Measure the economic value your AI coding work creates per dollar of compute — from real session telemetry, not vibes.

        Economic Value Created
ROT  =  ────────────────────────
        Total AI Deployment Cost

ROT instruments your Claude Code sessions and reports how much engineering time the AI gave back, priced against what it cost. It is built around one discipline: it never invents the value. It separates what it can measure from session logs from what you have to supply yourself, and labels each.

Two numbers, never conflated

Metric What it captures Source
Token/Time ROT Recovered engineering time ÷ compute cost Measured from session logs
Full-business ROT Adds cost savings, revenue, risk reduction Business inputs you supply — flagged as assumptions

The numerator term ROT can ground is time: active session time × a per-task "how long would this take me solo" multiplier × your $/hr. The business-outcome terms live in no log, so they're solicited via flags, never fabricated.

Example ROT report (synthetic demo data)

Install

Requires Python 3.9+ and jq (the jq is only used by the session hook). No dependencies beyond the standard library.

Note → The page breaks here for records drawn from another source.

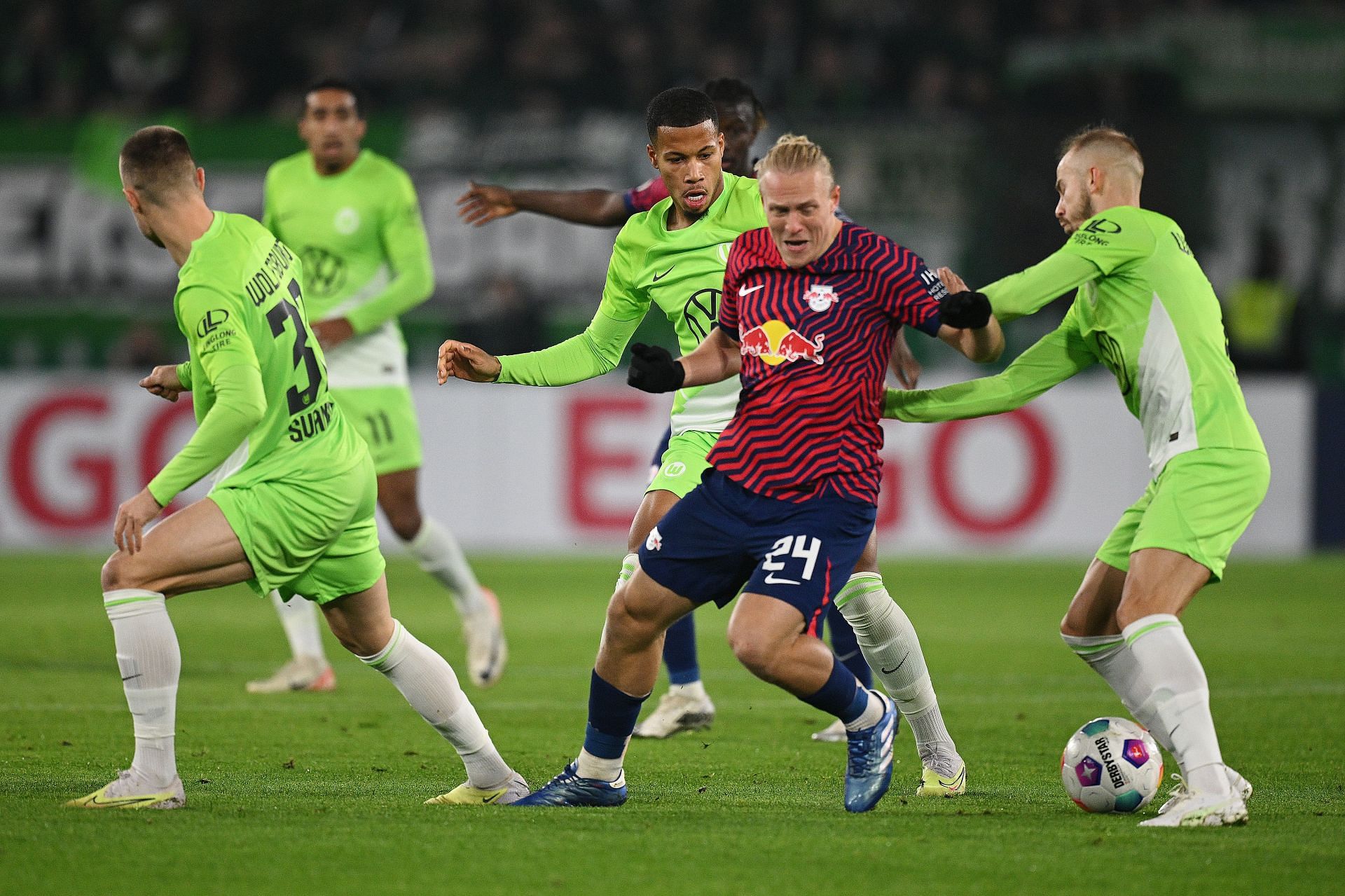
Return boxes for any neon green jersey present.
[165,212,368,500]
[886,206,1266,476]
[499,174,765,433]
[262,149,434,389]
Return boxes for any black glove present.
[939,291,990,330]
[626,342,686,392]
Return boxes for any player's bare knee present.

# as a CLI, straight from GitHub
pipx install git+https://github.com/escotilha/rot-cli
# or: uv tool install git+https://github.com/escotilha/rot-cli

# or from a clone (editable)
git clone https://github.com/escotilha/rot-cli.git
cd rot-cli && pip install -e .

Wire the collector into your Claude Code settings.json so every session is logged automatically:

{
  "hooks": {
    "SessionEnd": [
      { "hooks": [{ "type": "command", "command": "/abs/path/to/rot-cli/rot/hook-collect.sh" }] }
    ]
  }
}

That's the whole install — the hook appends one row per session to ~/.rot/ledger.jsonl (override with ROT_LEDGER). Installed via pipx/uv with no clone on disk? The hook script ships inside the package — rot doctor prints its absolute path. Verify everything with:

rot doctor    # hook wired? ledger growing? all models covered by the rate table?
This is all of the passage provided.